「このままでは持たない」…家族を支える現実と迫られる選択
同居から半年ほどが経った頃、加藤さんは家計の見直しを迫られました。
「このまま続けたら、確実に貯金が減っていく。頭では分かっていたんです」
問題は、それをどう伝えるかでした。娘は精神的にも不安定な状態にあり、「負担になっている」とは言い出しにくい状況でした。
「言ったら追い詰めてしまうんじゃないかと…」
一方で、現実は待ってくれません。今後、医療費や介護費が増える可能性もあります。老後資金は「自分たちのため」に確保しておく必要があります。

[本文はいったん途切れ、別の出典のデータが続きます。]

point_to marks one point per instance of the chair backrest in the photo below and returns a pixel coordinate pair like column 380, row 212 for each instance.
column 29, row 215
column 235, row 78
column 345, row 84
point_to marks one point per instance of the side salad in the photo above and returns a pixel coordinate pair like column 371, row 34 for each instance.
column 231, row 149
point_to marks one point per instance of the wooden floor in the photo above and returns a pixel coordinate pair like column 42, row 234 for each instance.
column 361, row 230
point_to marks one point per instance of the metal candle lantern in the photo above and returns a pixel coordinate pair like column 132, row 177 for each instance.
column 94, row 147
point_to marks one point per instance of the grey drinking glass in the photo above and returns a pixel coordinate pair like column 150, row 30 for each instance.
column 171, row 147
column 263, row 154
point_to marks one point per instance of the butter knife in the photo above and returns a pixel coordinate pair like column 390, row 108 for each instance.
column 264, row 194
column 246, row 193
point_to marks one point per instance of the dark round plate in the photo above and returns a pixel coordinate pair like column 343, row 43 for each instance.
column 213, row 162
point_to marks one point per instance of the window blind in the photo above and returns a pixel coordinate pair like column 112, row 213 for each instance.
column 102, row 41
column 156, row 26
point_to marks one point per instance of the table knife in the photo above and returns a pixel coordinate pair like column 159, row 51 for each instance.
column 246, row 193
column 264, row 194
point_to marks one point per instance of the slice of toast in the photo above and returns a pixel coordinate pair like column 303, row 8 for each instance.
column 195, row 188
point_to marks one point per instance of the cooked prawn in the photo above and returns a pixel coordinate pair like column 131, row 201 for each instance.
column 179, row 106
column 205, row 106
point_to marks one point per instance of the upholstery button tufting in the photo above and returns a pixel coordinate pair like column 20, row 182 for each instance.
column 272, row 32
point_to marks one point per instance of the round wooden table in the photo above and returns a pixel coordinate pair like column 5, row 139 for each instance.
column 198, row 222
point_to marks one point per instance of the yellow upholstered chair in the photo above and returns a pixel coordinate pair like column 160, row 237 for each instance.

「自分たちが倒れたら、結局は娘に負担がいく。それでは意味がない」
そう考えた加藤さんは、妻と話し合いのうえ、支援のルールを見直すことにしました。具体的には、生活費の一部を娘にも負担してもらうこと、一定期間での自立を目標にすることなどです。
「完全に突き放すことはできません。でも、ずっと支え続けることもできない」
ある日、加藤さんは意を決して娘に話しました。
「一緒に暮らすのはいい。ただ、この先どうするかは考えないといけない」
娘はしばらく黙っていましたが、やがて小さくうなずいたといいます。
「分かってる…迷惑かけてるのは」
現在、娘は勤務時間を増やし、生活の自立に向けて動き始めています。まだ完全ではありませんが、「依存しきらない関係」に変わりつつあります。
一方で、夫婦の生活も変わりました。
「余裕は確実になくなりました。でも、家族だから仕方ないとも思っています」
民法877条では、直系血族間には扶養義務があるとされていますが、その範囲は無制限ではなく、「生活に余裕がある範囲での扶助」と解釈されています。つまり、自分たちの生活を維持することも同時に重要です。
「助けたい気持ちと、自分たちの現実。その間でずっと揺れています」
老後の安心は、数字だけでは測れません。どれだけ備えていても、家族の事情によって状況は大きく変わります。